Say Forever(66)
How long has it been since we've laughed so hard? Since we've pushed aside all of life's problems and just enjoyed each other's company? When his lips find mine again, I don't push him away, and I don't reach for another snowball. I moan as his frozen lips soften and form against mine, thawing as he deepens the kiss. Our lips meld together, two parts to a whole, and for the first time in a long time, I feel complete, body and soul.
My extremities are numb from the cold, despite the warmth from Andrés seeping into me. I shudder and squirm on top of him.
Andrés pulls away, his eyes darkening, and I can't tell if his hungry gaze is fueled by lust or something more.
He stands and pulls me up, then wraps strong arms around my waist. "I want to take you back to our room, mija, and make love to you all day long."
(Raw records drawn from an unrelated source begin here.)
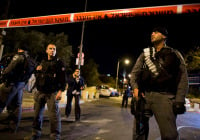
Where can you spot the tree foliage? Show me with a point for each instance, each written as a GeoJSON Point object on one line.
{"type": "Point", "coordinates": [193, 59]}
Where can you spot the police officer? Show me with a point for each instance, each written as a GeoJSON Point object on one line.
{"type": "Point", "coordinates": [50, 82]}
{"type": "Point", "coordinates": [75, 84]}
{"type": "Point", "coordinates": [127, 93]}
{"type": "Point", "coordinates": [11, 90]}
{"type": "Point", "coordinates": [160, 72]}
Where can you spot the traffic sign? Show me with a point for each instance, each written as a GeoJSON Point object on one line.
{"type": "Point", "coordinates": [82, 55]}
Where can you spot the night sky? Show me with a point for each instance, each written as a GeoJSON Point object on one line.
{"type": "Point", "coordinates": [106, 41]}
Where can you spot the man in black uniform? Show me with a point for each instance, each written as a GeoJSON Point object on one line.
{"type": "Point", "coordinates": [50, 82]}
{"type": "Point", "coordinates": [14, 79]}
{"type": "Point", "coordinates": [127, 94]}
{"type": "Point", "coordinates": [160, 72]}
{"type": "Point", "coordinates": [75, 84]}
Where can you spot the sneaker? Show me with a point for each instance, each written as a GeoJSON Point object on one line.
{"type": "Point", "coordinates": [34, 137]}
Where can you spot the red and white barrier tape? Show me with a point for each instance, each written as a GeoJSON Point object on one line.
{"type": "Point", "coordinates": [99, 15]}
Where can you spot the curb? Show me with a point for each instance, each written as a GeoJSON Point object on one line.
{"type": "Point", "coordinates": [31, 109]}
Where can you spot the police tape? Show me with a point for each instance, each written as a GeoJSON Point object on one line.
{"type": "Point", "coordinates": [99, 15]}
Some part of me, whether it be instinct or guilt, tells me I should resist. But I'm tired of pushing him away. I'm tired of suffering all alone. I need Andrés. I need his love to chase away my sorrow, if just for one day. I answer his request by wrapping my arms around him and ever so softly kissing that hollow point on his neck.
***
We take off each other's clothes, slowly, gently, savoring each touch and caress as if it will be our last. When Andrés finally pins my nude body beneath his, he lavishes kisses across my collarbone and breasts before trailing kisses of fire all the way down to the juncture between my thighs. He kisses me tenderly there, as if my body is an altar and he is paying homage. He licks my folds with long, languid strokes before delicately suckling my swollen clit with agonizing tenderness. I arch my hips against his mouth, running my fingers through his thick hair and grasping it by the roots. It has been too long, and my willpower is weak. I know I will not last long before I fall apart. As if Andrés senses my needs, he pulls back, releasing my bud before lapping up my wetness once more. He trails kisses back up my abdomen, stopping to worship each breast, then my neck and an ear. Finally, he presses his mouth against mine, coaxing my lips open. I taste my essence on his tongue as it darts inside my mouth, spearing me in conjunction with his thick erection, as he drives it inside me.
Instinctively, I lift my legs, wrapping them around his waist as he slides deeper. He groans into my mouth as he buries himself to the hilt. My throbbing core is just a breath away from exploding in a cataclysmic orgasm. My need for release is strong, and yet, my need for Andrés is stronger. I hold tightly to him, relishing the feel of our joined bodies, wishing this moment where we are both hovering on the precipice of bliss could be suspended for an eternity. Andrés deep inside me, holding me close, is my nirvana, my spiritual and physical perfection.
And then he begins to move again. Slowly and torturously, he slides in and out of me, my slick channel molding around him like a wet, tight glove. I let go of that last thread of control, arch my neck and cry out toward the ceiling when the rhythm of his thrusts increases. He latches onto my neck with his lips, holding me still with a gentle tug of his teeth as he drives in harder. And then I unravel, surrendering to euphoric ecstasy as it washes over me.
He grunts through a groan and I can feel his throbbing head bathing me in fluid as he presses into me and then stills. We lie like that for several heaving breaths, our bodies locked together tightly. I feel my body sinking into the soft mattress as my insides continue to pulsate against him.
Andrés finally rolls over, pulling me with him, refusing to let me go or pull out of me. He holds me close, lavishing my forehead and cheekbones with kisses while we lie on our sides. He speaks words of love softly to me in Spanish, and I heave a sigh of contentment while snuggling against him, burying my nose against that light patch of hair on his chest.
I'd forgotten how wonderful making love to Andrés was. I've missed this. I've missed us. And as I wrap my arms tighter around his neck, I realize how badly I want our love back.
Chapter Twenty
Christina
"Where are we going?" I ask as Andrés navigates our rental SUV up the narrow, windy incline. I force myself to stop looking out the window. The drop off the narrow rails is so steep, it's making my chest tighten with anxiety. I've never liked heights much. I'm hoping Andrés doesn't see how much my nerves are frayed as I clutch the door handle, though I'm not sure how holding onto a door will help me if we were to skid off the road and go careening off the cliff.
"The guy at the front desk said there's a lodge at the top of the hill," Andrés says as he, thankfully, keeps his eyes on the road ahead.
I'm wishing I would have gone along with Andrés and stayed in bed all day, but since it was still afternoon, I had this crazy idea I wanted to go outside and play some more in the snow.